The boy stood as a guardian, casting his light and power around her little home. But he could also do more than that. She cracked the vial over his head, sending the snow that had collected there up into the air like yellow dust. The vial smashed, but like that of an egg, the yellow contents dripping down his head and covered his body. With a final flash of light, the stone broke away and the boy came to life.

“Ezra, good to see you.” The lady said, as the boy swung the lantern on the fishing pole over her head.

“Brrrrr, it’s always so cold! Don’t you ever have a taste for warmer climates?” The boy stuttered out in the cold air.

The lady laughed. “Well, you are only wearing pyjamas. But you know me…” She said, a twinkle in her eye.

“That I do.” Ezra said, smiling a little and looking around. “Which usually means there’s a perilous task for me, right?” He said.

“Got it in one, but this time there is a damsel in distress.” She said.

“Really. Well, I would have put you more in the spinster in danger category myself.” Ezra said, putting the fishing pole under his arms so he could rub his hands together.

“You know, I could move for a more Grecian theme to your statured state, sans pyjamas!” She said, mockingly. Ezra looked around into the billowing snow.

“Alright, alright. Who needs saving this time?” He asked.

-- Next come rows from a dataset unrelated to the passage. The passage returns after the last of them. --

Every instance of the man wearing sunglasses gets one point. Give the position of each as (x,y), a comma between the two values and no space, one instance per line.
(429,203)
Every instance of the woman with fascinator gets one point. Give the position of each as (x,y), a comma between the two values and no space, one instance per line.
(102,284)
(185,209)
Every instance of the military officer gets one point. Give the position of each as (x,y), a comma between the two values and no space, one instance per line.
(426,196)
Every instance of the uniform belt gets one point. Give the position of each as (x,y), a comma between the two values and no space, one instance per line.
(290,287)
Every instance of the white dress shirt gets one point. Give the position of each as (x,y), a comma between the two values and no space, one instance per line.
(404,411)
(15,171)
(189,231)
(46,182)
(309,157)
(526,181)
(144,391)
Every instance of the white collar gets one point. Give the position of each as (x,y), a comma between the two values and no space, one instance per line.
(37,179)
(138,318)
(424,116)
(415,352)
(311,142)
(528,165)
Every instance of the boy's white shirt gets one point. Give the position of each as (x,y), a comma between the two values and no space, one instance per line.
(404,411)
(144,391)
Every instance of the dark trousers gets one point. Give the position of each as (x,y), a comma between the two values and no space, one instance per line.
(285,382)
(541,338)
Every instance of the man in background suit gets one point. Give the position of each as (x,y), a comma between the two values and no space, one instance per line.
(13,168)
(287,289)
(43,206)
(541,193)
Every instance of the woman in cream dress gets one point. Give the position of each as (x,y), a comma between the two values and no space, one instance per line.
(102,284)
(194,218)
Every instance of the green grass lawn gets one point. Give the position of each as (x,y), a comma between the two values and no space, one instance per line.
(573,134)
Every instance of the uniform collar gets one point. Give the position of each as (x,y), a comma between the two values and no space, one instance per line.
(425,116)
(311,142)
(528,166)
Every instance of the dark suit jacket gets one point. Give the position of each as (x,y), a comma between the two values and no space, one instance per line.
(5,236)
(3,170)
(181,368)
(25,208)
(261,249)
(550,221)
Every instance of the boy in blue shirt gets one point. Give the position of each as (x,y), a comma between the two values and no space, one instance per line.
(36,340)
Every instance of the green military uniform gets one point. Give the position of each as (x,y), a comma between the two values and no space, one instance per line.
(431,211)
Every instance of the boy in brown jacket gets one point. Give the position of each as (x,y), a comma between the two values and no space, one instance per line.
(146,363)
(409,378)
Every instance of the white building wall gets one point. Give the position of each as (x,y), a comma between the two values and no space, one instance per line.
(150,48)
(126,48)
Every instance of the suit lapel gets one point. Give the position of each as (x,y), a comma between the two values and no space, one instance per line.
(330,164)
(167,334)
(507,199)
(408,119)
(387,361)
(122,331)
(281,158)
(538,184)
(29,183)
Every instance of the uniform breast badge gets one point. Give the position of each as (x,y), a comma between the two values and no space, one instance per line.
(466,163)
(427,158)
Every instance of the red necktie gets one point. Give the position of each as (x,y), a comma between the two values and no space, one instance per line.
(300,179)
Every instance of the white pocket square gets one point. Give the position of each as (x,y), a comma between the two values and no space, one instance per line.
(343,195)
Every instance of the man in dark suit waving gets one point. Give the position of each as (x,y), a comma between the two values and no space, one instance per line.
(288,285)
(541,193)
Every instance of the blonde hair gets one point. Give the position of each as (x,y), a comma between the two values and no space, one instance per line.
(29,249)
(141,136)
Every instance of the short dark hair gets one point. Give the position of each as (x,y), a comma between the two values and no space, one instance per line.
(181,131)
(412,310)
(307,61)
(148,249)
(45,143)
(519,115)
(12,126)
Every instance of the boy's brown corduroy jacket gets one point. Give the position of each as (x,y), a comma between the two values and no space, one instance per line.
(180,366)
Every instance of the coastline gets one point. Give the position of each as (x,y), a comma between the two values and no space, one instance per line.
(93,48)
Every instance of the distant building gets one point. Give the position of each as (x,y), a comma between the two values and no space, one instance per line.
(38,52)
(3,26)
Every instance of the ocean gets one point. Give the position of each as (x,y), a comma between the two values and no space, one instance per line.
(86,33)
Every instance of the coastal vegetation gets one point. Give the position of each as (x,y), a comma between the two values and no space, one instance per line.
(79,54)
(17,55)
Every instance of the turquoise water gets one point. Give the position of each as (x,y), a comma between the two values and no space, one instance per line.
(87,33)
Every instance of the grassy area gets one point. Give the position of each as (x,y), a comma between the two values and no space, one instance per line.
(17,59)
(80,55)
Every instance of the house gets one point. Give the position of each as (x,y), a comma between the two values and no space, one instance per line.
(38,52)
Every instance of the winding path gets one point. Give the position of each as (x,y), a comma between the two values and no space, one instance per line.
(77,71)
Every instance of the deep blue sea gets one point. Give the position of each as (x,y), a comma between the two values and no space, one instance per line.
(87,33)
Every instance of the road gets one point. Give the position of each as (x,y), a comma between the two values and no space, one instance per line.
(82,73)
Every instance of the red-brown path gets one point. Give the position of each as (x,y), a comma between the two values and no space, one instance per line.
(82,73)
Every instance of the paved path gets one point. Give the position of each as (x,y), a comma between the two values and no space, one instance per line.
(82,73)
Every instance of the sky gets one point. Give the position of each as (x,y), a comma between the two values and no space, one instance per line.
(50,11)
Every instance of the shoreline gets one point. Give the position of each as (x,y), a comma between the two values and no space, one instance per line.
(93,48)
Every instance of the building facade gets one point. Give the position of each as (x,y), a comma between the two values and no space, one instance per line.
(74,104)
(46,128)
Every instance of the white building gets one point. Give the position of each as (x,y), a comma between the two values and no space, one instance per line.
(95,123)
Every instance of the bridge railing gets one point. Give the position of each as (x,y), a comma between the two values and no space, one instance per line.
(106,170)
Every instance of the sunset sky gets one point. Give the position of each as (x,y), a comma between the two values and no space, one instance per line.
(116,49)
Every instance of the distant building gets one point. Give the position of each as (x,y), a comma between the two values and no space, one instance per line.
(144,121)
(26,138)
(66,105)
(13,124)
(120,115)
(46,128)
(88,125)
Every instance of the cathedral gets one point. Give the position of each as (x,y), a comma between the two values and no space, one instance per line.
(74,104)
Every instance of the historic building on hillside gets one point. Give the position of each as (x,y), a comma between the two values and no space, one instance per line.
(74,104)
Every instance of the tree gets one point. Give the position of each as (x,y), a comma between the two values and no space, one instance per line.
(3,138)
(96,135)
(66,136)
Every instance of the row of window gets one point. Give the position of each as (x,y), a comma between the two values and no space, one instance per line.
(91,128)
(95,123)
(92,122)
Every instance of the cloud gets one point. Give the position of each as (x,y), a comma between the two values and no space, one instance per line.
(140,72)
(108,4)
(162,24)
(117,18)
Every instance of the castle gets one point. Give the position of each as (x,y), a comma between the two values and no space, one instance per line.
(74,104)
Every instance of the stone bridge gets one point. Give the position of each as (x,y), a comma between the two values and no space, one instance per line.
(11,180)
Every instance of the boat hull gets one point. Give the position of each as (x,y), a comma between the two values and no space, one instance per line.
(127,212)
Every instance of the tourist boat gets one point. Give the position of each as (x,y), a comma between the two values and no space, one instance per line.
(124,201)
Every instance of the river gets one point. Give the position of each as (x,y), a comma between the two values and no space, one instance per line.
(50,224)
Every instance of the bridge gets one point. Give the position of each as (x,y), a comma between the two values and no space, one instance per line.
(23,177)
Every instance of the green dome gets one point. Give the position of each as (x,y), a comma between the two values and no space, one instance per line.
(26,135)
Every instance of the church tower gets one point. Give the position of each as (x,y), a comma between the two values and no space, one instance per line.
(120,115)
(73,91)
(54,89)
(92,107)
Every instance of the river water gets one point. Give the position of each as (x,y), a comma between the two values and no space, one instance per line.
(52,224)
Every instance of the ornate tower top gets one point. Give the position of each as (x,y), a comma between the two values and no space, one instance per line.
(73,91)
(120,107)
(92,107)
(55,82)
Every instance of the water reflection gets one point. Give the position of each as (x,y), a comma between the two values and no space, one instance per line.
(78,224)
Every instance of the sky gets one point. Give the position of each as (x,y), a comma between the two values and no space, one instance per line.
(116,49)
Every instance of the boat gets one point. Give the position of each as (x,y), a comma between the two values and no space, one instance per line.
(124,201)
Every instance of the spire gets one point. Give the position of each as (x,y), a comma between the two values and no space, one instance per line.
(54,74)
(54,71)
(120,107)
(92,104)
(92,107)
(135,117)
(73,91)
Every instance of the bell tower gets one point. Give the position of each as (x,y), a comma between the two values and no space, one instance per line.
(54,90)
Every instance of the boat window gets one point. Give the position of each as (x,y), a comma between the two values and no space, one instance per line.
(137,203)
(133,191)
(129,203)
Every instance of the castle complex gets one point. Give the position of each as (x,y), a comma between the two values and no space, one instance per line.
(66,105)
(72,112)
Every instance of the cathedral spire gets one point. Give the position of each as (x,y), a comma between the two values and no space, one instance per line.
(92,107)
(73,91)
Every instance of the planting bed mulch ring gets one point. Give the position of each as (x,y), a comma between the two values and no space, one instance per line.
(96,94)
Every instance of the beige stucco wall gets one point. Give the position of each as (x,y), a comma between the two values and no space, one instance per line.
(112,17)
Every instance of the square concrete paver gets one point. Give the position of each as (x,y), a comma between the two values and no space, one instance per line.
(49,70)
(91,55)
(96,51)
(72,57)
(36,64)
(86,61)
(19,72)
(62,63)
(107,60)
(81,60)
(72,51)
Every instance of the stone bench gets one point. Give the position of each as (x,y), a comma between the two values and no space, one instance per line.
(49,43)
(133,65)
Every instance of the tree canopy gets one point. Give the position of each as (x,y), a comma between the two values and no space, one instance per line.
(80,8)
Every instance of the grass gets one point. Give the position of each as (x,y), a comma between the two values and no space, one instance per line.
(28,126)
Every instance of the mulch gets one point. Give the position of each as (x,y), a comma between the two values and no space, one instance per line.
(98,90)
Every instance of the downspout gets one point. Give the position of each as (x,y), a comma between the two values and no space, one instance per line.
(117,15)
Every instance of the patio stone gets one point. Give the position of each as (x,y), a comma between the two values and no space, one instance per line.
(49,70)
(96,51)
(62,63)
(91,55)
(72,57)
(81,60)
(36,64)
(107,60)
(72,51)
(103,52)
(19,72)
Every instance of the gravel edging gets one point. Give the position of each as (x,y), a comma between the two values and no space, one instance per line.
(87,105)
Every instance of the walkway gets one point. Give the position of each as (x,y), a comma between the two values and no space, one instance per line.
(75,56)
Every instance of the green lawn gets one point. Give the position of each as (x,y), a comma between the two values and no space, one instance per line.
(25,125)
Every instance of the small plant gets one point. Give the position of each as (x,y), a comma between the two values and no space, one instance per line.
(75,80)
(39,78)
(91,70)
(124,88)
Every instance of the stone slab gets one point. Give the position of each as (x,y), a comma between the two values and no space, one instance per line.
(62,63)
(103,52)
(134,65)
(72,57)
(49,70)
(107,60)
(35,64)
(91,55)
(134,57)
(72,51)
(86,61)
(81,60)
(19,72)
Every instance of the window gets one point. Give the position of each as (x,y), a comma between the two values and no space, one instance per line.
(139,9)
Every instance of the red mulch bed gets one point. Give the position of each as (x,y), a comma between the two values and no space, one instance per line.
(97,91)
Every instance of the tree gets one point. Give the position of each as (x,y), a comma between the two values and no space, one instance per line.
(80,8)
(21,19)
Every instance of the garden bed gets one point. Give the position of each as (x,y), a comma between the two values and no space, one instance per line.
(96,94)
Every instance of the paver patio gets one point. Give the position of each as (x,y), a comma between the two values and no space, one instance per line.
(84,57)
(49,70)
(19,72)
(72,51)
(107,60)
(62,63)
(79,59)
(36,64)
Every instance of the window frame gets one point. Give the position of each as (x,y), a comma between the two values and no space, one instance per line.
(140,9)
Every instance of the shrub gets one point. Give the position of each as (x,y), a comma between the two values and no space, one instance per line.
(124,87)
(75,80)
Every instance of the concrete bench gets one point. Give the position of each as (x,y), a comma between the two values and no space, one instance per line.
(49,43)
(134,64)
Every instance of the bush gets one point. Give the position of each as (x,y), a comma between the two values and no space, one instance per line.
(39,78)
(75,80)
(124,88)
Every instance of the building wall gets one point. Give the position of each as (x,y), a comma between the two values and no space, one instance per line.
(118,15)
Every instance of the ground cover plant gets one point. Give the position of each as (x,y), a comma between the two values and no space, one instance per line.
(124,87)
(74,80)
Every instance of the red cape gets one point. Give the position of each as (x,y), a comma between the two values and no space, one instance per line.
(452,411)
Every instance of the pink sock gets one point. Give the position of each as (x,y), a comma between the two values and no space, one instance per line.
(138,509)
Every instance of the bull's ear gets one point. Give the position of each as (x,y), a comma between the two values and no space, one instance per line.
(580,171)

“Come, you can meet her and then I’ll show you what we need to do.” She said, taking the fishing pole from him and opened the little door on the lantern. She tipped out a little flame which she hurriedly captured in a bottle she retrieved from her pocket. And placed it on the ground where Ezra had stood just before. It glowed in the dark and gave a warmth which melted the snow slightly around it, before illuminating all around. A sparkling amber jewel in a sea of white.